Guest blogger edition

Another weekend, another yum cha lunch with the parentals. This time, a new place, located in the Ashfield Wests Club on Liverpool road. With a huge free parking area and district views, this yum cha restaurant (they also do dinner) was quite nice.


We arrived early - around 11am to avoid the dreaded rush of lunch time patrons that my parents are so afraid of (even though they have nothing else on for the rest of the day). The restaurant is located up the escalators on the second floor and as it is part of a RSL club, you will have to sign in and potentially sign up as a member if you live within a certain radius and are not a member with any other clubs (I think the cost sis $10 a year).

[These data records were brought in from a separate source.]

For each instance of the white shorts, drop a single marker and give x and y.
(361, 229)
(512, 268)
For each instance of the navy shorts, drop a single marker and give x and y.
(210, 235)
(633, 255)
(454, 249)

Although they can be a bit lenient when they're busy. 

We got our table quickly and began to order our favorites. The downside of arriving early is that the kitchen hasn't really hit its highest gear yet and is a bit slower in churning out the dishes. For example, we waited at least 30 mins for the standard prawn dumplings (har gao) which by the the time they came, we had already stuffed our faces with other dishes.
Siu Mai


Eggplant fish tofu


Beef balls


Thousand year egg and pork congee


Chicken feet


Egg tarts - hot and fresh with a really nice crumbly pastry - so much better than the ones with the shortcrust pastry at Breadtop I think


Beef churn fun


Not actually sure what these are called in English - crispy yet soft on the outside with savoury meat filling on the inside


Fried churn fun with peanut and tangy sauce


Fried Asian donuts - wow! I haven't had this in so long. I remember eating this a lot more when I was little and stopped as I got older (probably cos it's totally unhealthy). But this was so delicious...deep fried to perfection with some sweetness in the middle -yummmm


Not a cheap yum cha restaurant overall with the bill hitting around $100 for 6 people, but a refreshing change from the window-less low rise suburban restaurants around. I guess someone has to pay for the location, space and views!